Launching the Jolly Roger
Yesterday morning as I was getting ready to leave for work, I heard little footsteps coming down the stairs, even though this is vacation week. It turned out to be Ian, and he was a Man with a Mission. Somehow, he got up yesterday with the single determination to build a particular crafts project for his brother, Daniel. Particularly, Ian wanted to make Daniel a "Jolly Roger," based on the instructions in a Crafts-for-children book. Normally, we normally think of the Jolly Roger as the pirate flag (there is a theory that "Jolly Roger" is a corruption of the French "Joli Rouge" or "pretty red" - red, in this case, not being a happy color...). But for the boys, Jolly Roger was not a mere flag, but the name of an entire pirate ship, as identified in the book that provided the instructions for building it.

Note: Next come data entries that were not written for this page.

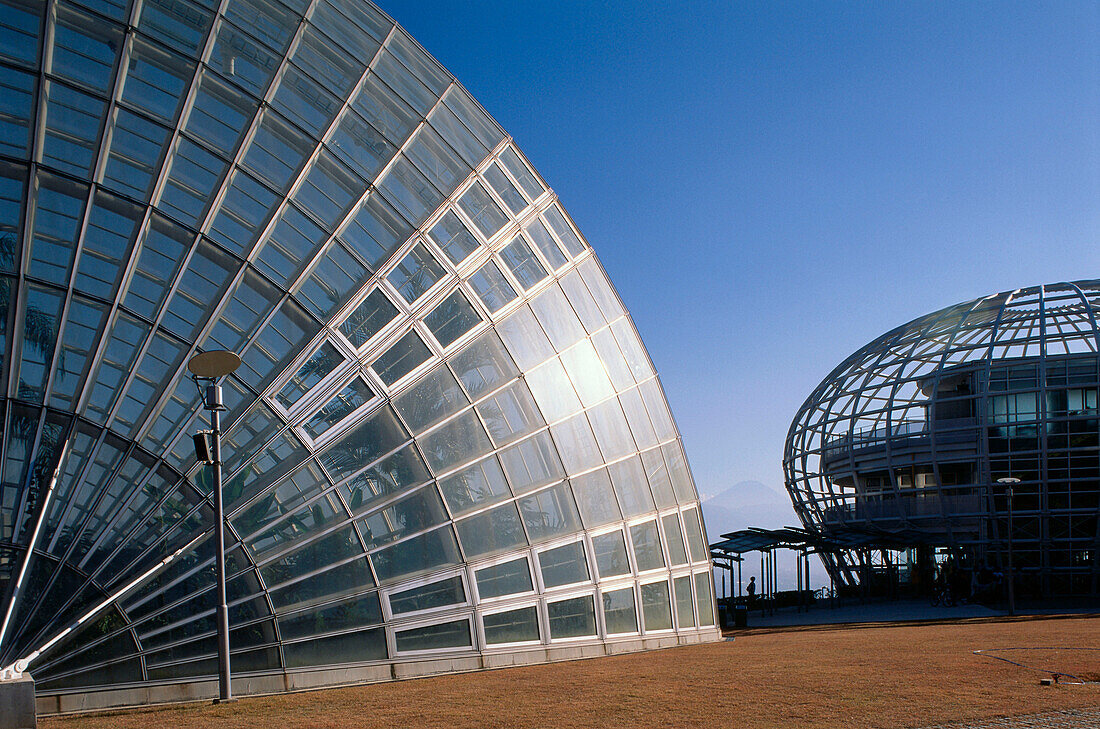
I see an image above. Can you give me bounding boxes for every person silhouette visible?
[746,576,757,606]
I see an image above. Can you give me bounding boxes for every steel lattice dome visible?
[0,0,718,708]
[785,280,1100,597]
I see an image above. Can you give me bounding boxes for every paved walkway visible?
[916,707,1100,728]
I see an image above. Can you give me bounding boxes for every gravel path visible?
[918,708,1100,728]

Ian got the inspiration to make a pirate ship for his brother, out of a cardboard box, etc., and got up with the single-minded determination to do precisely that. Although I had to go to work, within a minute or so, Ian had me recruited to find a cardboard box - ideally a big box - so I was off to the garage and cellar, etc., emptying out boxes of less-important things to make way for the new seafaring vessel. Although Ian had intended this as a surprise for Daniel, within a minute or so of Daniel coming downstairs, he was right in thick of the action.
By the end of the day, the ship was full of both pirates and soldiers - of the green, plastic, World War II vintage... Ian told me that this was the fallout of a battle between the pirates and the soldiers, or "army-guys," in Daniel's parlance, and that, on this occasion, the pirates were the good-guys and the soldiers were the bad-guys. Of course, I wanted to know more about this classification. Ian explained that the pirates were good and the soldiers were bad because this was Daniel's world.
This morning, I followed up with Daniel, who confirmed that the pirates were the good-guys and the army-guys were the bad-guys. I asked him why, and he seemed to be saying he thought it would be more interesting that way. But of course, Daniel's sympathies are naturally going to be with the pirates in any case.
Twenty years ago, I might have been concerned, but after NATO's misadventures in Serbia, the Middle East and Afghanistan, I'm inclined to think of the pirates as the more benign agency.
Of course, Daniel has no such antipathy for militarism; rather than being the lesser of two evils, I'm quite sure he regards the pirates as simply being the cooler of the two.